Raw. Brut, voire abrupt, le disque l’est totalement. Capté en live à Munich en 2015, il ne cède pas de place inutile à la joliesse ou à l’harmonie travaillée ; décharnés et sans concessions, les paysages abstraits ne se créent pas à force d’explosions et de colères. C’est une construction de l’instant où les musiciens se confrontent à des circonstances parfois peu mobiles. Les rares fois où le ténor élargit sa domination sur ses hôtes, l’archet du violoncelle tente de parlementer avant de se laisser aller aux coups de boutoir. Butcher et Studer sont un axe infrangible autour duquel tourne Kimmig et Zimmerlin, bien plus évanescents. Sur « Morning Star Shining on Hydrangea », cette relation forte tourne à la collusion, à une véritable communion de timbre qui commande de lâcher prise.

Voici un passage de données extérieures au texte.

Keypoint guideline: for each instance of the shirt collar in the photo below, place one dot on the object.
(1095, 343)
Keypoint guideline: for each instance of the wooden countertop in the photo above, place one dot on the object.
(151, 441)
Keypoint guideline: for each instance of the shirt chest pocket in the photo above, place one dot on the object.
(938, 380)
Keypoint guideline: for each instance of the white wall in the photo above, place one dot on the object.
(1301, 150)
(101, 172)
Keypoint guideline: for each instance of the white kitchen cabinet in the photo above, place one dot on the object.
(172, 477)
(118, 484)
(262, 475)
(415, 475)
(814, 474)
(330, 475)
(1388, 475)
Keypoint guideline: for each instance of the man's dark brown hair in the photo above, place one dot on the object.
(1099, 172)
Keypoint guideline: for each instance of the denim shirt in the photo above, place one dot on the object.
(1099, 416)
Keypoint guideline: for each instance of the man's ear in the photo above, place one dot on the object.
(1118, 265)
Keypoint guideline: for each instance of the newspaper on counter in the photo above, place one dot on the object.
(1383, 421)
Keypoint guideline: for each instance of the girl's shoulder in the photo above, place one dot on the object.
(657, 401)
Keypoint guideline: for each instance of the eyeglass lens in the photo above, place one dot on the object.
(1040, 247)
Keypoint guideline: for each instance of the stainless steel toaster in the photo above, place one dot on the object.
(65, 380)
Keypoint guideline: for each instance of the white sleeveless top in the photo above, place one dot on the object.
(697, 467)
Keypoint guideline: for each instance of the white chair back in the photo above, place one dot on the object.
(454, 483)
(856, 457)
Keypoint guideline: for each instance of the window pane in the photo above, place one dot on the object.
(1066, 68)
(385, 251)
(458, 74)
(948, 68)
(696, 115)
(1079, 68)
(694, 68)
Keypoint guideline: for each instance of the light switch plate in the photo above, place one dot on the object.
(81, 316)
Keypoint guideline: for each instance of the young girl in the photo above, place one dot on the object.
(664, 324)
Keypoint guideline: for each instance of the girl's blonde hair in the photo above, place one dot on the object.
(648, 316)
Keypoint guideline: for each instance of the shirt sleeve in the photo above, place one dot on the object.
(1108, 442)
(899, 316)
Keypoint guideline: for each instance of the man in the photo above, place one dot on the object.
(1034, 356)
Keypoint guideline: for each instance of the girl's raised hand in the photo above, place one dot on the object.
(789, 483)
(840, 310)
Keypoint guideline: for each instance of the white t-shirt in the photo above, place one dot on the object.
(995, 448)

Ce trio augmenté propose quatre instantanés, autant d’images qui se veulent extrêmement précises dans leurs descriptions, mais évoquent pourtant des silhouettes un peu floues qui autorisent l’imagination à divaguer. On songe à ce So Beautiful, it Starts to Rain que Butcher avait enregistré il y a quelques années avec le batteur Ståle Liavik Solberg. Cette capacité à suggérer la force impassible de la nature en une poignée de sons est fascinante, en dépit de l’aridité omniprésente. Sans doute parce que la plus infinitésimale mutation peut soudainement tout chambouler. C’est l’inattendu qui fabrique la puissance inéluctable de Raw. C’est aussi ce qui rend ce disque séduisant.